Burakovsky scores, but Caps fall in shootout to Flyers

PHILADELPHIA— Andre Burakovsky scored his first goal in 27 games and helped set up another for the Capitals, but it wasn’t to prevent the visitors from falling to the Flyers, 3-2, in a shootout at Wells Fargo Center on Wednesday night.

How it happened: Lars Eller, with some help from Burakovsky, scored his third goal of the season midway through the second period to put the Caps ahead 2-1. The visitors held that lead until the final seconds of the middle frame, when an Evgeny Kuznetsov turnover landed squarely on the stick of Flyers captain Claude Giroux, who ripped a wrist shot past Braden Holtby to send the game into the third period knotted 2-2.

The Caps were gifted a chance with 1:48 remaining in regulation when they were awarded their first power play of the night. But they mustered only one shot—by Alex Ovechkin—and the game went to overtime, which didn’t settle anything, either.

As a result, one of the season’s most exciting games of the season was settled by a skills competition. Wayne Simmonds was credited with the winner.

What it means: The Caps arrived on Broad Street trailing the Flyers by a single standings point in the jammed-up, ultra-competitive Metro Division. They left trailing by two points.  

Bura’s back: No one on the Caps needed a goal more than Burakovsky, who had been scratched the previous three games for his lack of goal production. That slump, however, ended emphatically with 1:36 remaining in the first, when the 21-year-old winger cradled a slick pass from Dmitry Orlov and then sent a blistering wrister over Steve Mason’s blocker to open the scoring. Even before Burakosky broke through on the score sheet, he had been one of the Caps’ best players, backchecking with vigor and making plays in the offensive end.   

Game of inches: Confusion reigned inside Wells Fargo Center for a few moments early in the second period. The horn sounded. The goal light came on. The capacity crowd erupted. But the refs needed a second look on video review. Michael Raffl’s wraparound attempt hit Holtby’s outstretched stick and flipped up into the air. Just as it crossed the goal line, Carlson used his stick to bat the puck out of midair and away from the cage. Unfortunately for the Caps, though, the puck had already crossed the goal line by a few inches prior to Carlson’s effort. Following a brief review, the correct call was made.
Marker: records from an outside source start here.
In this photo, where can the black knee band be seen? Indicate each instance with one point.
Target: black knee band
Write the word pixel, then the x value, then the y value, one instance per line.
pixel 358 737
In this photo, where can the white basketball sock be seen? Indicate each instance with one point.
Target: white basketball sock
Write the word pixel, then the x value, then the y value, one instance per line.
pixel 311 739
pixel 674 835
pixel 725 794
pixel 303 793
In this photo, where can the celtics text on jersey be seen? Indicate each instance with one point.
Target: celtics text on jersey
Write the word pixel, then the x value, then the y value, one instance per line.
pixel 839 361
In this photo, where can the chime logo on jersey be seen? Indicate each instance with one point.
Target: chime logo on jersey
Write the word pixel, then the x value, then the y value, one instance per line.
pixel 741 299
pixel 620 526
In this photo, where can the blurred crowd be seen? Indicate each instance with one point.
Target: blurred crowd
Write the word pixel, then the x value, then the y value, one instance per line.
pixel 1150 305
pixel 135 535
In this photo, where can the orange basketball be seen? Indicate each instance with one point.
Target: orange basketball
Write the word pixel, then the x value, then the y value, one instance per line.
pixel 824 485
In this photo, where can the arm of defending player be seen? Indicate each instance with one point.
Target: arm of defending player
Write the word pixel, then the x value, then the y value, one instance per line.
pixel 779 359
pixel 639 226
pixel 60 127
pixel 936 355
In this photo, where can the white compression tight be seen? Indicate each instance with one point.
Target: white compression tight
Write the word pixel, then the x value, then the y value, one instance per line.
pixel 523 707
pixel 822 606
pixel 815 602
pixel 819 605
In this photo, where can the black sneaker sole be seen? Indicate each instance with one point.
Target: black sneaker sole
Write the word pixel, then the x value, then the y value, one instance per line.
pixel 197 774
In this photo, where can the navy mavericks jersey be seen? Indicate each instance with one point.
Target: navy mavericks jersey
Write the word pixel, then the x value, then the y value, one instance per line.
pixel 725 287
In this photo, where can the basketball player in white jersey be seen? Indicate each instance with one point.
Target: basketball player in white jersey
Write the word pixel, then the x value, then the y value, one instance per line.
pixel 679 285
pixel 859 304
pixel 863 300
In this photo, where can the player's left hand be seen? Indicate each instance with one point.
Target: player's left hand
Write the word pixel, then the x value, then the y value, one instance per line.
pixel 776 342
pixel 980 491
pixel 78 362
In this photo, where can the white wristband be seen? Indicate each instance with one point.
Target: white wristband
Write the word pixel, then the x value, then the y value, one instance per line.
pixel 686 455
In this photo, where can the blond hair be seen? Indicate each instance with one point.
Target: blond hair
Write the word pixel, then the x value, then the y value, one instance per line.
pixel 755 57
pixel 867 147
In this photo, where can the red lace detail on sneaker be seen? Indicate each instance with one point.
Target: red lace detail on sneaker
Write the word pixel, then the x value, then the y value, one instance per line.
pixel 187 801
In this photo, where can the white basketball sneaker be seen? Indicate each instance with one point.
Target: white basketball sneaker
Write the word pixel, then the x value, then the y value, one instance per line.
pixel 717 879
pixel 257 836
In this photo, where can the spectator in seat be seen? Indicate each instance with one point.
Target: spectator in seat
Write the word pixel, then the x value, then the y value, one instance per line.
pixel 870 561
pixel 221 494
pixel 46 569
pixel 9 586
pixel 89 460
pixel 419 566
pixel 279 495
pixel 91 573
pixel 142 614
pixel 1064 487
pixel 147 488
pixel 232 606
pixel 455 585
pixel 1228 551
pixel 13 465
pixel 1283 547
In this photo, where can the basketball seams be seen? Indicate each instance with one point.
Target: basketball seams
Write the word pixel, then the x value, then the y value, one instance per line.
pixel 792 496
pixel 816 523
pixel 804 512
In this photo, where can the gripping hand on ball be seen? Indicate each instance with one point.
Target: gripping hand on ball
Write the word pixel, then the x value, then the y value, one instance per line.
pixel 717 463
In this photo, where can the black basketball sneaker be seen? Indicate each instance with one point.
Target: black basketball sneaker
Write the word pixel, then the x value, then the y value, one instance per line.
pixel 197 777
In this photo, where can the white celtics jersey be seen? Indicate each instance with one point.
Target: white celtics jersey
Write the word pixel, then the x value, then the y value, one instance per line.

Raffl’s seventh goal knotted the game 1-1.

Makin’ a killing: The Flyers’ power play came into the game without a goal in four straight games, but the unit still ranked fifth overall in the NHL. Well, the Caps’ penalty killers made sure it stayed cold. The Flyers did not register a single shot on net with the man advantage.

Makin’ their case: Barry Trotz has made no secret of the fact that he’s still searching for the right mix on the third line. And although it was just one performance, it would seem that the trio of Burakovsky, Eller and Vrana have entered the conversation after a particularly strong night Wednesday. The line combined for two goals, four points and eight shots on goal.

Look ahead: The Caps have 12:30 practice Thursday at Kettler Capitals Iceplex. They host the Lightning on Friday. The Bolts are 3-7-2 in their last 12 games and will be playing the back half of a back-to-back after entertaining the Blues on Thursday night. No games are scheduled league-wide Saturday-Monday in observance of Christmas.   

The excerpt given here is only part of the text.